Castiel still hadn’t blinked. 

Dean put his hands on his hips. “Right. Movie night if we’re still alive after all this.” He turned back to the truck.

It didn’t take too much longer to get ready. There were only two of them after all. Dean put his phone on silent and threw a greenish camouflage patterned tarp over his Impala. Then they were off. Dean took the lead, heading vaguely in the direction he believed Cas had been fleeing from. Amazingly enough Cas was pretty light on his feet. Dean had to keep checking behind him to make sure he hadn’t gotten left behind.

“Anything looking familiar?” Dean whispered.

“I am unsure. I need to be higher,” Cas whispered back, opening his wings.

Dean yanked him down just as a patrol followed a couple of bloodhounds into the area.

“Hey, I think they found something!” shouted one of the men.

Castiel’s wings instinctively snapped tight against his back. Dean cursed under his breath. Castiel was ready to make a run for it again when Dean pulled out the bundle of rocks. He quickly snuck a glance at their pursuers and tossed a couple rocks away from where they were hiding.

The dogs began barking in a flurry of excitement. Cas was ready to run, but Dean grabbed his collar and shoved him down against the ground.
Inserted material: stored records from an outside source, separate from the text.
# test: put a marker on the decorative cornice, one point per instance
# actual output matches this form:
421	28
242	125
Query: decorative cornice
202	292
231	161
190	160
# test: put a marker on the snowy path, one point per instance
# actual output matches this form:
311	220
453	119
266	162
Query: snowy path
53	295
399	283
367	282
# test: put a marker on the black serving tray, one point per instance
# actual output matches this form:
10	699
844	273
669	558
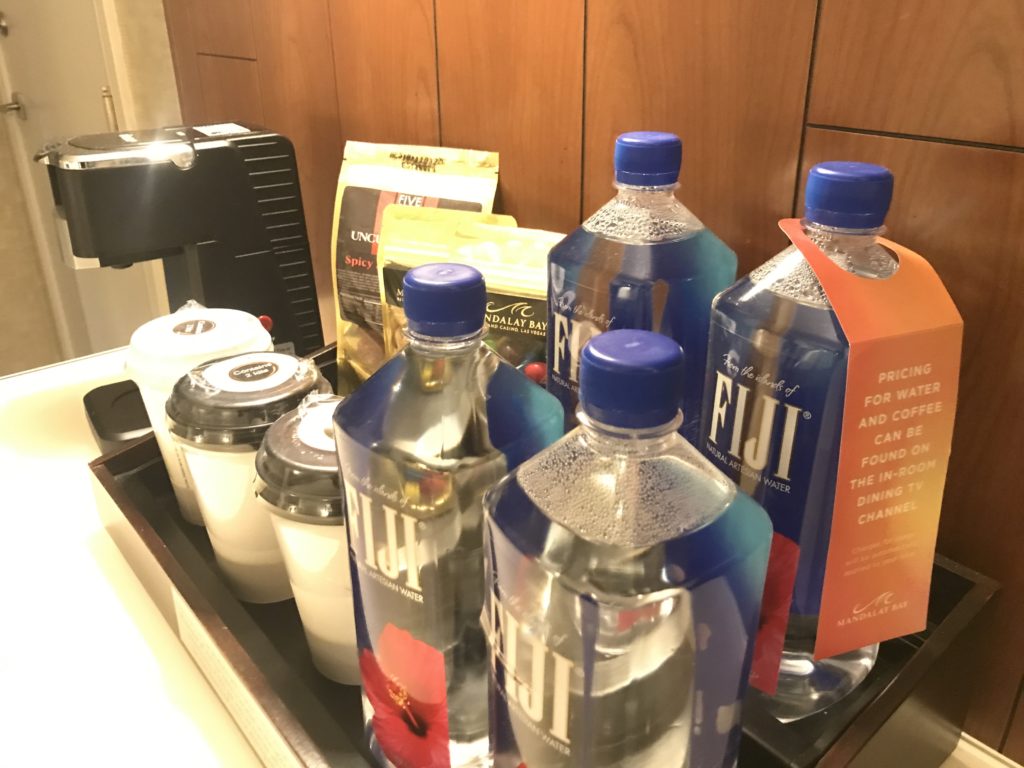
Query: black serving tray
907	714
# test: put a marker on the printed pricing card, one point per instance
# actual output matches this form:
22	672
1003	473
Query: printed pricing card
905	336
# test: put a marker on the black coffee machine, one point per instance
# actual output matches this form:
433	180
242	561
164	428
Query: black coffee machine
220	205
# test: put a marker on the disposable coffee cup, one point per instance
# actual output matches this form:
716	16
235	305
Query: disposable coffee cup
165	349
218	415
299	485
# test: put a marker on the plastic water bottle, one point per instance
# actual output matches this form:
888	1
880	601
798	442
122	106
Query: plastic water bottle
777	325
624	578
419	443
642	261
Cas tried not to breathe in dirt as he listened to the dogs get bored and wander off. One of the guards complained, “Stupid mutt. False alarm, it was probably just a squirrel or something.”

Dean let out a sigh of relief and Castiel threw Dean off of him, bodily, wiping mud off his face. 

“Hey, watch it!” Dean hissed in a whisper.

“You were attempting to suffocate me,” Castiel accused. 

“At least I got them to go away,” Dean argued back.

Castiel glared at him, but behind Dean he could see a very familiar clearing. He pushed Dean aside and went to investigate.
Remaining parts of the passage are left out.